I had the rear of the car on the highest setting of the axle stands for easier access underneath. As a result, a quick check with the jack under the diff showed that we could not lift it high enough, and even with the jack raised on some planks of wood, getting the right angle to get the top bolt in proved impossible.

We switched to the engine crane and lifted the diff into position through the boot with the wooden base removed. We got the lower bolts in first, and then pivoted on these to get the top bolt in. Lots of copper grease and a few good thumps with the rubber mallet from Craig saw the massive top bolt driven home. Thanks for the help, Craig!

Sorted - now to centre it

The diff is in!

One tricky thing to manage while lifting the diff is the run of the handbrake cable.
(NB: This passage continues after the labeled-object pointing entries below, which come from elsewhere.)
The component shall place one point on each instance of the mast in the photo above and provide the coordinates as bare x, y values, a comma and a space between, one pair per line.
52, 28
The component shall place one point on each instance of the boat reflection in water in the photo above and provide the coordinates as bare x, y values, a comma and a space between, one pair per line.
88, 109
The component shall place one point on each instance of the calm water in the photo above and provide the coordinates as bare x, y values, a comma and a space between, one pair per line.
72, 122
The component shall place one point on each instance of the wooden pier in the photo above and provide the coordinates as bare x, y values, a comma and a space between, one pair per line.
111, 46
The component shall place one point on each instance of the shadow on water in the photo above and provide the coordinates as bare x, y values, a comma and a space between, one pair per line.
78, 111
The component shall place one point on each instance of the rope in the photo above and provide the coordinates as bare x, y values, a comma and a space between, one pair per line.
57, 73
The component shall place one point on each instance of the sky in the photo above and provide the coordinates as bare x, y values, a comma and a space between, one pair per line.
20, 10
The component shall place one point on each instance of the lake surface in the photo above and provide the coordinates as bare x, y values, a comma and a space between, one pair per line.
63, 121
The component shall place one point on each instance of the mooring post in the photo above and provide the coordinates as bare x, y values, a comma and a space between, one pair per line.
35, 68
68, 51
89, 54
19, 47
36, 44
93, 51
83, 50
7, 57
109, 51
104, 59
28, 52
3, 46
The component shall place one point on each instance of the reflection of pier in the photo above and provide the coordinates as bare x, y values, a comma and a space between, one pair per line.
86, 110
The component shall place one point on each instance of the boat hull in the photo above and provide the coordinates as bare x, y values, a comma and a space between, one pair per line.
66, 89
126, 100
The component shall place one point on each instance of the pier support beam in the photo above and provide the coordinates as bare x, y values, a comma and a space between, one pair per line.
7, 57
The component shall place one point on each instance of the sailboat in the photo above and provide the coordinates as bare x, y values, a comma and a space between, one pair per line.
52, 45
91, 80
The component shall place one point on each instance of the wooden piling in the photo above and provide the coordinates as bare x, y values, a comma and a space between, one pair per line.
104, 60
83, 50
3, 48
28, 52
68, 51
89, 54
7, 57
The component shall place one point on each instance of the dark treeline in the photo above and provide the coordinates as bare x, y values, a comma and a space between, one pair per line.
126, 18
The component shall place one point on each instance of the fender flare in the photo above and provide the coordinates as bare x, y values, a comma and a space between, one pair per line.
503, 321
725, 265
The cable outer (the stainless covering you can see in the photos) is too thick to pass through the mounts on the diff frame, so this needs to be done with the diff close to installed. It’s fiddly, but with some planning ahead, manageable.

With the bolts in place and lightly tightened, I then measured from the frame of the diff to the outer edge of the ARB mount. I played about with the washers to get it centralised within 1mm either side – I used 2 on the left and 1 on the right but it wasn’t that far out with 1 and 1. A quick run with the torque wrench and the tippex pen and the diff is all installed.

On to connecting the propshaft to the diff, and this is simple but I still managed to get it wrong. Four bolts, tightened to 60Nm, but one snag: the grease nipple for the universal joint protrudes far enough to make it awkward to tighten one of the bolts. Thanks to fellow builder Simon, though, for pointing out that it just screws out. Popping that out, tightening the bolts and suddenly the front end of the car is connected to the back. Well, at least for an evening. The next morning I realised I’d copper greased the bolts in the propshaft. The next day I had to remove them one by one, clean out the threads, and Loctite them before replacing and re-tightening.

The next step for the diff was to lever out those covers where the driveshafts will go, but that would come later. First I needed to build the deDion, ears and callipers and fit some brake pipes.